Mesmo diante da reação do governo e da tentativa do presidente do Supremo, Dias Toffoli, de colocar panos quentes na situação, Gilmar voltou a afirmar que o Exército pode estar se associando a um “genocídio” devido ao avanço do novo coronavírus.

Ontem, durante uma nova live, o ministro do STF comentou a fala de sábado, que causou a forte reação da cúpula militar. O Ministério da Defesa chegou a apresentar uma representação contra Gilmar na Procuradoria-Geral da República (PGR).

Segundo Gilmar, as falas que irritaram a cúpula das Forças Armadas aconteceram em “um contexto puramente acadêmico, em que se discutia a questão da saúde”, com nomes como o médico Drauzio Varella e o ex-ministro da Saúde Luiz Henrique Mandetta.

“Todos eles apontaram problemas na gestão administrativa da saúde. Mandetta inclusive usou uma expressão dizendo que, se o general que lá está e que é especializado em logística, talvez fosse mais especializado em balística, tendo em vista número de mortes que ele conseguiu”, disse durante live promovida pelo site “Jota” e o Instituto Brasiliense de Direito Público (IDP).

Gilmar também avaliou a recente militarização do Ministério da Saúde como uma tentativa de “neutralizar” o presidente Jair Bolsonaro e transferir a culpa pelo alto número de mortes pela covid-19 para o Supremo e os governadores, depois de a Corte decidir que Estados e municípios também poderiam adotar medidas para enfrentar a pandemia.

“O STF não disse que os Estados são responsáveis pela saúde, disse apenas que é uma competência compartilhada, como está no texto constitucional. Mas o presidente esquece essa parte”, afirmou.
Para o ministro, se essa for a intenção do presidente, “isso é um problema e acaba sendo um ônus para as Forças Armadas, para o Exército, porque eles estão lá inclusive na condução de oficiais da ativa”.

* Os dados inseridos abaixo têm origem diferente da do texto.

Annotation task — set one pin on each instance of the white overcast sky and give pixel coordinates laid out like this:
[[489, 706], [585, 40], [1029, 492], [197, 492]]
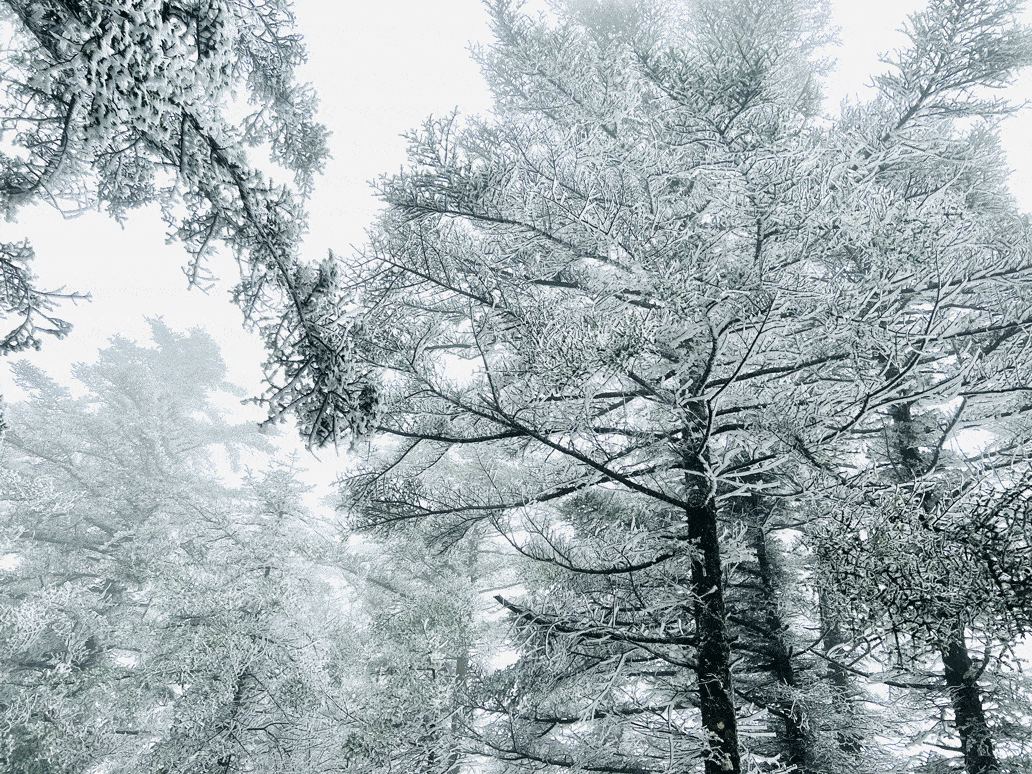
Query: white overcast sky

Gilmar também usou novamente a expressão “genocídio” e disse que este tema está sendo levantado internacionalmente, diante da preocupação com o avanço da doença entre as comunidades indígenas. “Como vocês sabem, estou na Europa. Participamos recentemente de um webinar com [o fotógrafo] Sebastião Salgado e a temática foi toda de ameaça aos povos indígenas. Salgado liderou um grupo apontando que o Brasil pode estar cometendo genocídio. Então é esse debate. A responsabilidade que possa ocorrer”, afirmou.

Segundo o ministro, a sua posição é em defesa das Forças Armadas. “Na verdade, o meu discurso é de defesa da institucionalidade das Forças Armadas, do seu papel, que eles acabem não se envolvendo [em brigas políticas]. Não se deixem usar nesse contexto”, disse.

Mais cedo, Gilmar já havia divulgado uma nota oficial dizendo ter “respeito” pelas Forças Armadas, embora reafirmasse as críticas que havia feito.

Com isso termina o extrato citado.